Mi cacciò tra le braccia un fiasco di vino e due pacchi di pasta. Ritornai giú alla mia tana saltando fra la neve come un capretto a primavera. Nella furia scivolai e caddi ma non ruppi il fiasco né mollai la pasta. Bisogna saper cadere. Una volta sono scivolato sul ghiaccio con quattro gavette di vino e non versai una goccia: io ero giú per terra ma le gavette le avevo salde in mano con le braccia tese a livello. Ma era successo in Italia di aver quattro gavette di vino, al corso sciatori.
Quando arrivai al caposaldo le vedette mi diedero l’alt-chi-va-là-parola-d’ordine e gridai, forte che mi sentirono anche i russi: – Pastasciutta e vino!
Un giorno che, sdraiato sulla paglia, guardavo i pali di sostegno e pensavo che parole nuove dovevo scrivere alla ragazza, venne Chizzarri a dirmi che il tenente Cenci aveva telefonato che andassi da lui a fare due chiacchiere.
Infilai il camminamento che portava al suo caposaldo.
Mi pareva di essere al paese come quando si va da una contrada all’altra per trovare un amico e far due chiacchiere all’osteria. Ma dal tenente Cenci era differente.
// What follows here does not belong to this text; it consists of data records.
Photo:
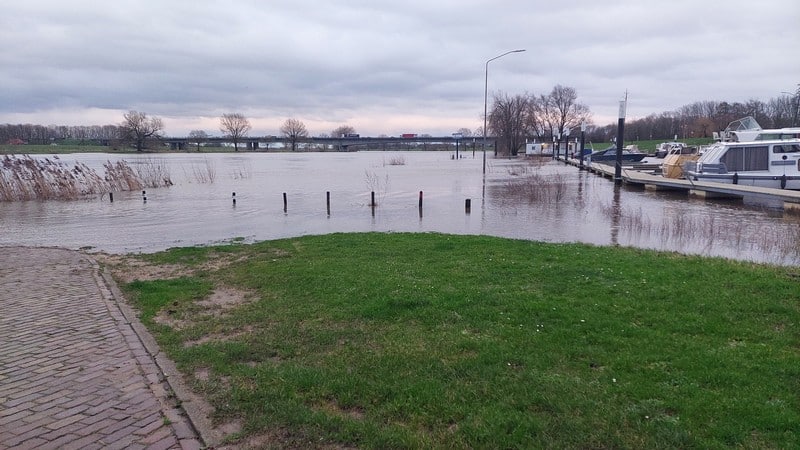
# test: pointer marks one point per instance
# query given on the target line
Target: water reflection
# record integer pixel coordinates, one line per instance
(616, 213)
(331, 192)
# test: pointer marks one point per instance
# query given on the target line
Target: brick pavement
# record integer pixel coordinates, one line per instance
(73, 373)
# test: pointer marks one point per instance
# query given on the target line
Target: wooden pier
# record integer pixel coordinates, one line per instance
(635, 175)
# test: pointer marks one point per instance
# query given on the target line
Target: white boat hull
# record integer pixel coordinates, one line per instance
(749, 179)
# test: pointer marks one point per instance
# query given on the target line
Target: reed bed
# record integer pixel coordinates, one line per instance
(25, 178)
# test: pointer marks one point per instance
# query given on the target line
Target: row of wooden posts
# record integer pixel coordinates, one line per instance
(372, 204)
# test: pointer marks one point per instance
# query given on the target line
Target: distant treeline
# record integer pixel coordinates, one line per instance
(701, 119)
(41, 134)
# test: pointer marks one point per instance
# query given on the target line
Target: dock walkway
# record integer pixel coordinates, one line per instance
(705, 189)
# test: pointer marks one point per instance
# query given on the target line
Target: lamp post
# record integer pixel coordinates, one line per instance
(486, 100)
(583, 143)
(795, 104)
(620, 135)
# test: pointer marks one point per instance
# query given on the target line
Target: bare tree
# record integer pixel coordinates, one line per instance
(508, 121)
(137, 127)
(294, 130)
(565, 111)
(235, 126)
(198, 137)
(342, 131)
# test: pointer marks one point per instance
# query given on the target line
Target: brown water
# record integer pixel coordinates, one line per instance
(544, 201)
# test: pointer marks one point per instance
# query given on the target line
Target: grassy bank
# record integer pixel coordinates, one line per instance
(428, 340)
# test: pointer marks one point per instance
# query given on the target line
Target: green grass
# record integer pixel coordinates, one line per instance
(428, 340)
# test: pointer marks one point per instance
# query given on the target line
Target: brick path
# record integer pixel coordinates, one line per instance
(73, 373)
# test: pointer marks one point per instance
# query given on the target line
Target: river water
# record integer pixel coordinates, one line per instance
(518, 198)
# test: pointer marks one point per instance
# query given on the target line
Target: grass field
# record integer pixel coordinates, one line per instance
(433, 341)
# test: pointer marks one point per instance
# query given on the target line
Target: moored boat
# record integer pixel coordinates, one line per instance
(609, 156)
(772, 164)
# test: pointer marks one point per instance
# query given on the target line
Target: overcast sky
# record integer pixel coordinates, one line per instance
(383, 67)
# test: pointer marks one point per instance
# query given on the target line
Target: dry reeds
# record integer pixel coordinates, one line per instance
(26, 178)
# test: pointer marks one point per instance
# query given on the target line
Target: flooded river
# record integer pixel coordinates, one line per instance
(542, 200)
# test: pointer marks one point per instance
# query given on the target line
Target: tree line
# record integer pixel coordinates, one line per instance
(546, 118)
(513, 120)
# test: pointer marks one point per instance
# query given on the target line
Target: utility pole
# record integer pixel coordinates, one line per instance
(620, 137)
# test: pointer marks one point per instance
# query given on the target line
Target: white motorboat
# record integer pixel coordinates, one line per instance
(772, 164)
(747, 129)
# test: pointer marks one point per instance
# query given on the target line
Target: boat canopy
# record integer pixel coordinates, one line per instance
(745, 124)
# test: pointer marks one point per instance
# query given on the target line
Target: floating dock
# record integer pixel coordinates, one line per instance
(640, 175)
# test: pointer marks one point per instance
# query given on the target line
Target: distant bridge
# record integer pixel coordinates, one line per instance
(343, 143)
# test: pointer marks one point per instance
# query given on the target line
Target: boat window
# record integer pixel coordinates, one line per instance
(746, 158)
(786, 148)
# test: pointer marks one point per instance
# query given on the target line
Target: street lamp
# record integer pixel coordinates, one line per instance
(486, 100)
(795, 104)
(583, 143)
(620, 137)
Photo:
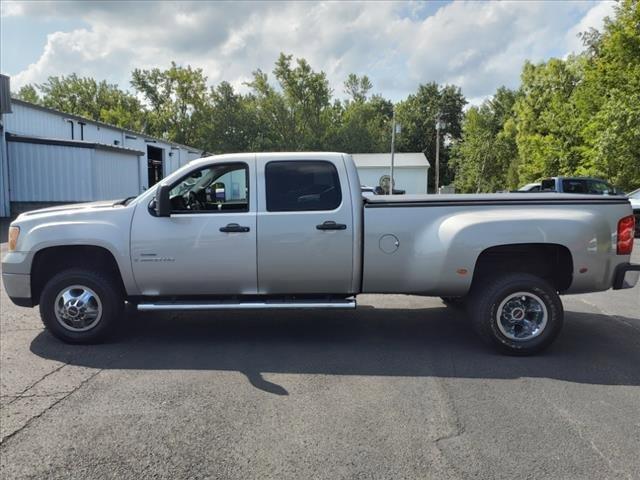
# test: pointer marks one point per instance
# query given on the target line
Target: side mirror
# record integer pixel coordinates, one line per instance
(163, 202)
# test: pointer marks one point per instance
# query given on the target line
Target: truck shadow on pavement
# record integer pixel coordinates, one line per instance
(433, 342)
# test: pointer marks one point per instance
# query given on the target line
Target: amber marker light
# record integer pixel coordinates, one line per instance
(14, 232)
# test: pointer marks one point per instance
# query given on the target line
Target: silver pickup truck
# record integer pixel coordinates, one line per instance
(292, 230)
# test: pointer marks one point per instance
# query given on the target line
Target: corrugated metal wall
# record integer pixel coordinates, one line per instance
(32, 121)
(52, 173)
(115, 175)
(4, 176)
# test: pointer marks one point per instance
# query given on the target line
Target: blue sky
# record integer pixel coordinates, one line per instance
(477, 45)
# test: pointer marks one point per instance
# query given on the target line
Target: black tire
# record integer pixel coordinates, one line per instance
(485, 302)
(109, 292)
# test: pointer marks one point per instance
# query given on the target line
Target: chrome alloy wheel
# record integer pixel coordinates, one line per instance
(522, 316)
(78, 308)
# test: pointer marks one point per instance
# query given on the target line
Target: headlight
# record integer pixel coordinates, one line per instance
(14, 232)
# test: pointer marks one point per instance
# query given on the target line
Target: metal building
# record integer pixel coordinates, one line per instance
(49, 157)
(411, 170)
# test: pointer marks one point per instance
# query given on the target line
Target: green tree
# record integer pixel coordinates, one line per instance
(609, 99)
(229, 122)
(176, 102)
(86, 97)
(548, 123)
(296, 116)
(417, 115)
(485, 158)
(357, 87)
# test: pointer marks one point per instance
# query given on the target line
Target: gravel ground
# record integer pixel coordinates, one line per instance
(400, 388)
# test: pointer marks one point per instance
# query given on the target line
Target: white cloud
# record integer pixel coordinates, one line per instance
(593, 19)
(478, 46)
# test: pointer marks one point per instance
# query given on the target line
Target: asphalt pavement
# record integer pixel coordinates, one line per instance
(400, 388)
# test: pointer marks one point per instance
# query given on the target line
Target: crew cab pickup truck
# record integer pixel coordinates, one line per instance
(293, 230)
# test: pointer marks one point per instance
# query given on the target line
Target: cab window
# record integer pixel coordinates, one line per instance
(600, 188)
(216, 188)
(293, 186)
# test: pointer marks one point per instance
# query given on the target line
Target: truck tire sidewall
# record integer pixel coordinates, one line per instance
(105, 288)
(487, 304)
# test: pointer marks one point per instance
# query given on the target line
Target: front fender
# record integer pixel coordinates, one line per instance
(106, 228)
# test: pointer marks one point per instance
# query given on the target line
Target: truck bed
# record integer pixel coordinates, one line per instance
(491, 199)
(429, 244)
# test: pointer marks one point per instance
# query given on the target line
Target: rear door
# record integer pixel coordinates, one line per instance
(305, 226)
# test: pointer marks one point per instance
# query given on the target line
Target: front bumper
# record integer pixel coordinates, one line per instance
(626, 276)
(18, 288)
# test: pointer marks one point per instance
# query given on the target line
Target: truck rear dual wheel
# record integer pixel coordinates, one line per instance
(81, 306)
(519, 314)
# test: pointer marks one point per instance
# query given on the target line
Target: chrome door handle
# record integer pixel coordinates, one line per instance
(331, 225)
(234, 228)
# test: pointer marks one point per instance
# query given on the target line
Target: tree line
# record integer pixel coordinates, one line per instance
(573, 116)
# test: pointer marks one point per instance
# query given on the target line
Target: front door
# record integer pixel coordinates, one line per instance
(208, 244)
(305, 245)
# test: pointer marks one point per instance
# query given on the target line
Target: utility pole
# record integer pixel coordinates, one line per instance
(395, 128)
(393, 150)
(438, 127)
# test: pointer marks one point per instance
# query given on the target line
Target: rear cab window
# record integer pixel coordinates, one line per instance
(574, 186)
(309, 185)
(548, 185)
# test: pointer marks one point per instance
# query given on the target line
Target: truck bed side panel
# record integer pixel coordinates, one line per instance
(439, 240)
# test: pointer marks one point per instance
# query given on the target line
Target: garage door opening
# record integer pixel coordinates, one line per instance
(154, 164)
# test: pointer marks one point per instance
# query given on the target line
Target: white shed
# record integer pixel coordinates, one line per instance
(410, 173)
(54, 157)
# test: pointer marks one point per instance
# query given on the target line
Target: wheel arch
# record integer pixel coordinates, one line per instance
(49, 261)
(550, 261)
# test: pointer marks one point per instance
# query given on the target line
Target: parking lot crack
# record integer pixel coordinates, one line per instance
(34, 384)
(65, 395)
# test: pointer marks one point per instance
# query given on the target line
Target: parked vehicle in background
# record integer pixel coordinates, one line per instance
(634, 198)
(530, 187)
(293, 230)
(367, 191)
(585, 185)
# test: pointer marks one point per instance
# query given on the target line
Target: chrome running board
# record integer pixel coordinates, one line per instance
(248, 305)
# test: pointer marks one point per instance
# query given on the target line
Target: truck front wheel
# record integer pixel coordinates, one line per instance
(519, 314)
(81, 306)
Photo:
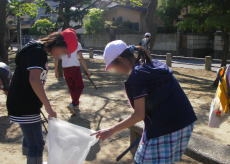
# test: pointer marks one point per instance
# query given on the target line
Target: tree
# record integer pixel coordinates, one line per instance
(3, 51)
(168, 11)
(94, 21)
(22, 8)
(73, 11)
(42, 27)
(208, 16)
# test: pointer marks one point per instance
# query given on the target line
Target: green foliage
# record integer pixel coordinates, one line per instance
(21, 8)
(168, 11)
(42, 27)
(205, 15)
(94, 21)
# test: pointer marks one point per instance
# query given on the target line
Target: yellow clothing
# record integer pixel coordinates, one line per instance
(222, 91)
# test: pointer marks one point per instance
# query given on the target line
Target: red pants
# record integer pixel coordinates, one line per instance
(74, 81)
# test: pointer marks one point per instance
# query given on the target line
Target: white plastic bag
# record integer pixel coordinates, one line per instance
(68, 143)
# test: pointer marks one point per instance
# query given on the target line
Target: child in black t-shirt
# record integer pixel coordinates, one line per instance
(26, 92)
(5, 76)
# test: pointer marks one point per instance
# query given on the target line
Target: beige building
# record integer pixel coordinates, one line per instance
(133, 15)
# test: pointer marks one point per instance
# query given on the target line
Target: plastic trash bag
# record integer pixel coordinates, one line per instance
(68, 143)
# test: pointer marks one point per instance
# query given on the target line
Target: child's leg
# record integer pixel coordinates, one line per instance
(32, 134)
(70, 81)
(75, 83)
(78, 85)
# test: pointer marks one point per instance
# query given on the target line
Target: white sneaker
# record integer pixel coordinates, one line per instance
(73, 109)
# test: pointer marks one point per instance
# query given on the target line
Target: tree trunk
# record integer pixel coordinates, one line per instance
(19, 32)
(3, 51)
(150, 19)
(225, 36)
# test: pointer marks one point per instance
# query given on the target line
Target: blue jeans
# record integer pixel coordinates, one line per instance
(32, 139)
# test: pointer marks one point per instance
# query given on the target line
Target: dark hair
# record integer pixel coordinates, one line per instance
(142, 57)
(54, 40)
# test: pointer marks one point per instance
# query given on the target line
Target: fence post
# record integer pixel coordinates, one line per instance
(169, 59)
(91, 53)
(208, 63)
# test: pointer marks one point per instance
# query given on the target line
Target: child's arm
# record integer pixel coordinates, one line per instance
(38, 88)
(83, 63)
(137, 116)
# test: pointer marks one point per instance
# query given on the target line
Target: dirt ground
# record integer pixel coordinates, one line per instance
(105, 107)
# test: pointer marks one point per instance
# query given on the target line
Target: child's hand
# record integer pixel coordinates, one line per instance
(104, 134)
(52, 113)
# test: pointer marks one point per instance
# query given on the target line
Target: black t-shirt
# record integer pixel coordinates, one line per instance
(22, 100)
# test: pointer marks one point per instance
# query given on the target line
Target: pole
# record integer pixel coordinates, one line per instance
(169, 59)
(208, 63)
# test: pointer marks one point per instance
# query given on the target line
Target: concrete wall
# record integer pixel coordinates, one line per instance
(190, 46)
(164, 42)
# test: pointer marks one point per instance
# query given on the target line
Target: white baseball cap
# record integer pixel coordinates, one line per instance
(113, 50)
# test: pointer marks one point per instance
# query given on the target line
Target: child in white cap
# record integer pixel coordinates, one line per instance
(157, 99)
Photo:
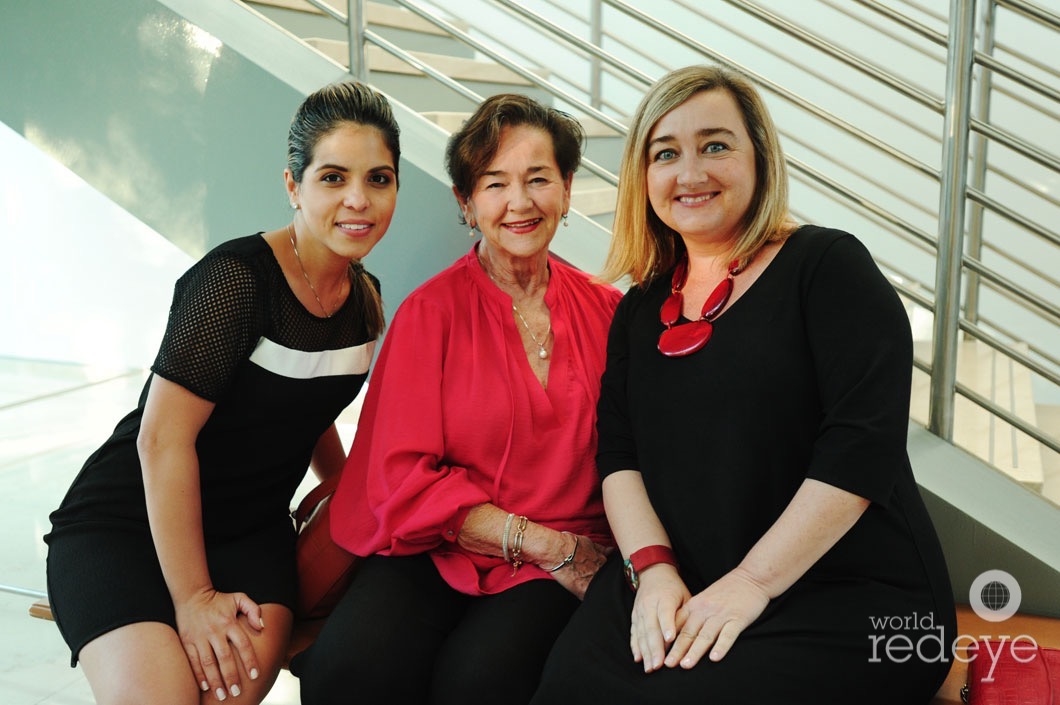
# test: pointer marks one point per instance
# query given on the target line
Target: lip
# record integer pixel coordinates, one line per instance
(355, 228)
(522, 227)
(695, 198)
Aveva una tana tutta bianca scavata nel gesso, mentre le nostre erano nere. C’erano dentro un lettino ben rifatto, con le coperte pulite e senza una grinza, un tavolo con sopra una coperta da campo, alcuni libri, e il lume a petrolio che pareva un soprammobile. Vicino all’entrata, in una nicchia, una fila di bombe a mano rosse e nere parevano fiori. Presso il lettino, appoggiato alla parete, il moschetto lucido: accanto a questo l’elmetto sospeso ad un chiodo. Per terra non vi era un filo di paglia o una cicca. Prima di entrare battei e strisciai le scarpe per non portar dentro neve.
Il tenente Cenci, sorridente, mi aspettava in piedi nella sua divisa pulita e con il passamontagna bianco risvoltato intorno al capo come il turbante di un indiano. Mi chiese della ragazza, si parlava di cose belle e gentili, e poi chiamò l’attendente a fare il caffè.